Not that I was going down without a fight. I balled my fists together inside the sleeve and threw them into the one who had snagged me. I hit the side of his head hard, staggering him back and leaving an opening for me to run. And I would have, if two of the others didn’t start swinging, hitting me in the gut and doubling me over. The fourth pushed me over and the one I had staggered came back over and kicked me hard in the stomach, knocking the wind out of me and driving me to the ground. Then everyone started kicking at me, explosive spots of pain lighting up all over my body.
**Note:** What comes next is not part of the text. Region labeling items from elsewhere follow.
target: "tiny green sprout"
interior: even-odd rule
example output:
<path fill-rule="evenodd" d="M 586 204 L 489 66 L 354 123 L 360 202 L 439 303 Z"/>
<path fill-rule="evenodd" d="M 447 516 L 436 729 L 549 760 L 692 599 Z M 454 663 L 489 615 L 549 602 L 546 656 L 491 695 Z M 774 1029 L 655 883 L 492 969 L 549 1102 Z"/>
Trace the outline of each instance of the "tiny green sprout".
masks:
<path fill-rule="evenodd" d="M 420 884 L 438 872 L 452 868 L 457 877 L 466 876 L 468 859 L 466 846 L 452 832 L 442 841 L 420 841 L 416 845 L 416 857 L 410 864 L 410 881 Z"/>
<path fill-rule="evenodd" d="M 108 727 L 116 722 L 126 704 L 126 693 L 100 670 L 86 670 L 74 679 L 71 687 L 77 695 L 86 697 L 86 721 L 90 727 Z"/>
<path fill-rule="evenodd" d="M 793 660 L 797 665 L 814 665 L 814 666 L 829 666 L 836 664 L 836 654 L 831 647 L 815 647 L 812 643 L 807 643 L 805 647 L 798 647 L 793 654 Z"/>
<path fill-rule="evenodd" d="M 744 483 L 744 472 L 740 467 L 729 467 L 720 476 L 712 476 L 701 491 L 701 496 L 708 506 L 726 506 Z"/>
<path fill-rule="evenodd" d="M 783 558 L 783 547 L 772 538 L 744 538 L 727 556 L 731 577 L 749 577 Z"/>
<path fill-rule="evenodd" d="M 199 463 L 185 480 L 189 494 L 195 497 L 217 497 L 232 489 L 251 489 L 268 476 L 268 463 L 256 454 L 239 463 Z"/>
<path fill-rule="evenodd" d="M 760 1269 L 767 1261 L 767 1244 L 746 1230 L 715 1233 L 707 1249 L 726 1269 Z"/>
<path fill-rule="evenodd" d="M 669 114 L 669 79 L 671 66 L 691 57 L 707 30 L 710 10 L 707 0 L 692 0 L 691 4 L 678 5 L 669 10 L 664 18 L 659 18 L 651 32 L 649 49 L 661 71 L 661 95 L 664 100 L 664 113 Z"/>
“Enough!” Faisal said. His men stopped their assault on me, leaving me to writhe in pain against the cool metal of the floor. “On second thought,” he continued, “I’ve changed my mind. Why should my thugs get all the fun? Stand him up.”
Faisal’s men grabbed at me and dragged me to my feet, holding me up because they weren’t sure if I could stand on my own. I wasn’t sure, either. Faisal came in hard with his fist to my stomach and I felt like throwing up at the impact. His next blow smashed hard against my cheek, knocking me out of the arms of the other prisoners. I hit the floor hard again.
“I’m just going to stay down here for a bit,” I said, coughing and tasting a little blood in my mouth.
Thankfully, the sound of the door clanging open rang out. Like it or not, Faisal and his goons were being walked in on, hopefully not by reinforcements but by guards. I turned my head to face the doorway and opened my eyes, feeling pain in my cheeks from the simple gestures. It wasn’t more goons, but it also wasn’t guards. In the doorway stood several figures, but at the front was a familiar one in a hoodie covered in skulls.
“Aidan…?” I croaked out.
Connor’s brother stood there, nodding. Beatriz stood directly behind him, along with a few other faces I had seen around the castle grounds.
“Aidan?” Faisal repeated, looking over his shoulder at them. He reached down and grabbed me by my hair and pulled me to my feet, spinning around until we were both facing the door. “Who the hell are you?”